The Warsaw symbolism was useful and potent. World War II started in Poland, and this week is also the 25th anniversary of the first partially free elections that were followed by the collapse of Polish Communism. Vladimir Putin’s new military adventures threaten the independence of Ukraine but also once again the stability of post-Cold War Europe, especially Poland, the Baltics and other frontline NATO states that America is bound by the NATO treaty to defend.
President Obama’s Warsaw package begins to undo years of U.S. and Western European complacency. If Congress approves, and it should, the new $1 billion European Reassurance Initiative would pay for increased American training, military exercises and rotations of soldiers and ships through Europe.
The U.S. currently has 67,000 troops scattered throughout Western Europe, and those forces belong closer to the new threat in the east. The White House said Tuesday it is “reviewing our force presence in Europe in light of the new security challenges on the continent.”
But President Obama missed an opportunity to make an even bigger statement this week by failing to announce a redeployment eastward. The delay will give Putin’s many apologists in London and Berlin a chance to lobby against any forward troop movement.

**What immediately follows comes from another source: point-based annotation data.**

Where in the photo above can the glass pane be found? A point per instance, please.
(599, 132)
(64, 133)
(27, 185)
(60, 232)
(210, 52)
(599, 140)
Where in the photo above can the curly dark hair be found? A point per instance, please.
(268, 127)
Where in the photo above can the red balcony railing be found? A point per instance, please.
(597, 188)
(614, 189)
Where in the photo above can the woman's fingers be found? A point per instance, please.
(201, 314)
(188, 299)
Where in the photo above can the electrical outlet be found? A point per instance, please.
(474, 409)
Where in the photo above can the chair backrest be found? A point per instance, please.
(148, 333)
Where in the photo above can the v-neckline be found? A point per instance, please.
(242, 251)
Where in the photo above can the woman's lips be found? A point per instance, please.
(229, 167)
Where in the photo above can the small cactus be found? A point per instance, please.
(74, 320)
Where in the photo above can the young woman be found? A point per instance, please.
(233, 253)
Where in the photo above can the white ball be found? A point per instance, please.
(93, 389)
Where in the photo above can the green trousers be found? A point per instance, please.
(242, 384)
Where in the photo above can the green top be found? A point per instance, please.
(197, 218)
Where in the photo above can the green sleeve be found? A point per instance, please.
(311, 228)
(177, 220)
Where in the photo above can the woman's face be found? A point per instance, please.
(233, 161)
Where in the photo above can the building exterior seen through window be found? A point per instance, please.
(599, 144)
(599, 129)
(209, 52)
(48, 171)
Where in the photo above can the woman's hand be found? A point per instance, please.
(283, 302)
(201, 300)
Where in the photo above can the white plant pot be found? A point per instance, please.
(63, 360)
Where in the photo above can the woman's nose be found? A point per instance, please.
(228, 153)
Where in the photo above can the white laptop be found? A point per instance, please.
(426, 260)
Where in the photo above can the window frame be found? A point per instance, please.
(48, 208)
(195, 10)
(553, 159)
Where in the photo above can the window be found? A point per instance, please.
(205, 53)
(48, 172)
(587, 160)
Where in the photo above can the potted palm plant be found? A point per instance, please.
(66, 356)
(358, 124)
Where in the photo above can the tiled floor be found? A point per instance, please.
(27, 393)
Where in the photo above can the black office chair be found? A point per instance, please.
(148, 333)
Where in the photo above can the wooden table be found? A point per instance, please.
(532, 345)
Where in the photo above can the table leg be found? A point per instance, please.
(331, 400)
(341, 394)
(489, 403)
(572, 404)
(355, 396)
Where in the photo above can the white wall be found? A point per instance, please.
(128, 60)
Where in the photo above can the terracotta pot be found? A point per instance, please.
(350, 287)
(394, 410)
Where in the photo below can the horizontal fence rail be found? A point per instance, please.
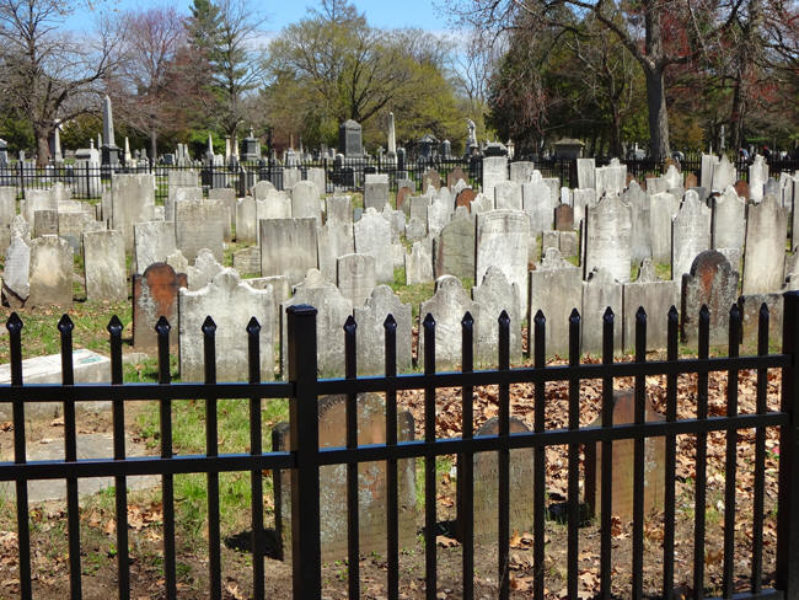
(304, 459)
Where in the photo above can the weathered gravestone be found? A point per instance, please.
(372, 480)
(623, 452)
(656, 297)
(447, 307)
(764, 253)
(600, 291)
(153, 242)
(104, 260)
(50, 272)
(495, 294)
(714, 283)
(155, 295)
(486, 487)
(288, 247)
(556, 288)
(355, 277)
(370, 318)
(231, 303)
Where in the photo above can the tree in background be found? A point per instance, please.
(49, 76)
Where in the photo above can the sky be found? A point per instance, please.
(422, 14)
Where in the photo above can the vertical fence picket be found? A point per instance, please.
(669, 498)
(162, 329)
(728, 583)
(65, 327)
(760, 456)
(574, 459)
(539, 474)
(701, 459)
(353, 527)
(120, 482)
(638, 459)
(14, 326)
(607, 459)
(304, 422)
(430, 520)
(504, 459)
(392, 516)
(466, 460)
(212, 450)
(257, 539)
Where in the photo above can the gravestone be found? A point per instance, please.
(231, 303)
(155, 294)
(305, 202)
(690, 234)
(623, 452)
(608, 238)
(764, 254)
(288, 247)
(372, 236)
(334, 240)
(729, 220)
(600, 291)
(495, 294)
(355, 277)
(486, 487)
(370, 317)
(713, 282)
(16, 277)
(372, 481)
(656, 296)
(447, 306)
(104, 261)
(418, 265)
(556, 288)
(153, 242)
(502, 240)
(333, 311)
(51, 266)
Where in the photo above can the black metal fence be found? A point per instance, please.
(305, 458)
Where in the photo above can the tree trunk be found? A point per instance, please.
(658, 116)
(42, 146)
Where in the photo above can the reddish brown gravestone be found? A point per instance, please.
(486, 487)
(155, 294)
(742, 189)
(564, 218)
(454, 175)
(465, 198)
(623, 461)
(372, 481)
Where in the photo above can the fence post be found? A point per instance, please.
(304, 423)
(788, 503)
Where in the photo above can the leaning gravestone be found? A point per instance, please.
(372, 480)
(231, 303)
(104, 260)
(447, 306)
(370, 318)
(556, 288)
(495, 294)
(712, 282)
(288, 247)
(690, 234)
(503, 238)
(764, 254)
(623, 452)
(155, 295)
(486, 487)
(50, 272)
(656, 296)
(600, 291)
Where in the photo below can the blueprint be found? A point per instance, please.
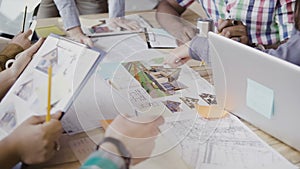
(223, 143)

Obama and German Chancellor Angela Merkel warned Russia to keep its tanks out of eastern Ukraine and let the May 25 elections go ahead or face harsher sanctions.
It was easy for Putin to oblige, but those were the wrong bars for new sanctions. Russian and Chechen fighters are streaming into eastern Ukraine, and the Ukrainians need lethal aid to resist.
It’s good to see Obama discover that keeping the peace in Europe requires an American commitment, but Putin is the kind of leader who only understands military facts on the ground.